"Mohon maaf, sebelum saya hendak menjawab, sebelumnya saya ingin tahu, kira-kira bagaimana menurut pendapat Tuan jika melihat kondisi fisik negeri ini?" ia balik bertanya.
"Secara kasat mata, keadaannya terlihat sungguh maju luar biasa, bahkan di luar batas angan-angan dan pengetahuanku. Kekhawatiranku yang dulu akan bumi yang gersang akibat ambisi kapitalistik mendadak lenyap saat aku melihat keadaan di masa ini. Namun, aku tetap penasaran dengan keadaan yang terjadi pada gunung-gunung dan samudera."
"Tidak jauh berbeda, keadaannya tetap utuh di tempatnya. Hanya saja, mungkin ada tambahan harmoni dengan hadirnya hunian manusia." Jawabnya masih dengan sikap tenang.
"Bagaimana mungkin itu bisa terjadi? Bukankah manusia pada zamanku sudah mengambilnya dengan habis-habisan dan tinggal menunggu masa saja untuk kehancurannya?" aku bertambah heran.
"Memang benar, mereka dulu sempat mengambilnya secara habis-habisan. Akan tetapi hati dan sikap manusia akan berubah karena keterpaksaan."
"Maksudnya bagaimana?"
"Keserakahan mereka dalam mengambili apa saja yang tersedia dari alam telah menciptakan banyak kehancuran. Bahkan tidak hanya pada alam, namun juga berdampak pemusnahan terhadap sebagian golongan mereka sendiri. Inilah yang kemudian melahirkan rasa tidak aman akibat adanya kemungkinan ancaman dari satu pihak atas pihak lain."
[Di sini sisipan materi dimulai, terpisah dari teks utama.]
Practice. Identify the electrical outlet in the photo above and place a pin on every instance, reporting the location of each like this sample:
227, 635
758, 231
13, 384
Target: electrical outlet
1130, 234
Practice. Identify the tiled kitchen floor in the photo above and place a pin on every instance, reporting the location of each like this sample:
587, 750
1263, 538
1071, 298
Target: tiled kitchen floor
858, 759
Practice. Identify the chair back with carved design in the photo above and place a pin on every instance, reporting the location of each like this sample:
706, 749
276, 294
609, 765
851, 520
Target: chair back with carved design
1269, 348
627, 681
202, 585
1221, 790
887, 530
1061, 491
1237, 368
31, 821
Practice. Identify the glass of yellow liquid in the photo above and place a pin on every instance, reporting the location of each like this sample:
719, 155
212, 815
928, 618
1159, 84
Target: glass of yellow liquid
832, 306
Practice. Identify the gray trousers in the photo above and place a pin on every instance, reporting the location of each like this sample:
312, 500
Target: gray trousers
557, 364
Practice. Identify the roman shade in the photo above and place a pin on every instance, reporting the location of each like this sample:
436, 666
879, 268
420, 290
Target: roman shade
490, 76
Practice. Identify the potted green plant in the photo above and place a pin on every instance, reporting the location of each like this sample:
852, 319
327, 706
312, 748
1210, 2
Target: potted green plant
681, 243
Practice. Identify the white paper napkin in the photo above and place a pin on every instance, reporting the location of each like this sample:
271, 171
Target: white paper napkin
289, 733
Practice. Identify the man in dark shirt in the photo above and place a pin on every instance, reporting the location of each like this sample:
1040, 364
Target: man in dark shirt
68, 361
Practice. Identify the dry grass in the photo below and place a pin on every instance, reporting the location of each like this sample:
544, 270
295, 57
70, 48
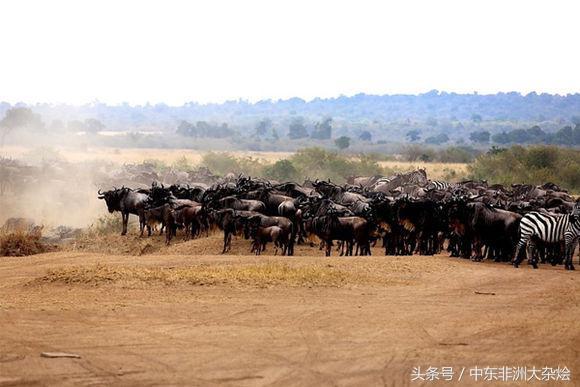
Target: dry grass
435, 171
138, 155
260, 275
22, 243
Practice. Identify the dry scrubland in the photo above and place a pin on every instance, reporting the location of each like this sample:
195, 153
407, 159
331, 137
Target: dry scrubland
140, 313
435, 170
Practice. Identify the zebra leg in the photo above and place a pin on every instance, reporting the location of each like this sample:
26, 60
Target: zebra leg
532, 258
516, 261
"Sampai kapan itu terjadi?"
"Sampai manusia merasa jenuh atas keadaan mereka, sehingga mereka pun membentuk kesepakatan."
"Kesepakatan?"
"Benar. Kesepakatan untuk saling menjaga dan mengamankan satu sama lain. Bukankah esensi dari masing-masing keyakinan atau keimanan mereka adalah saling melahirkan rasa aman, tidak hanya bagi mereka sendiri namun juga untuk pihak lain."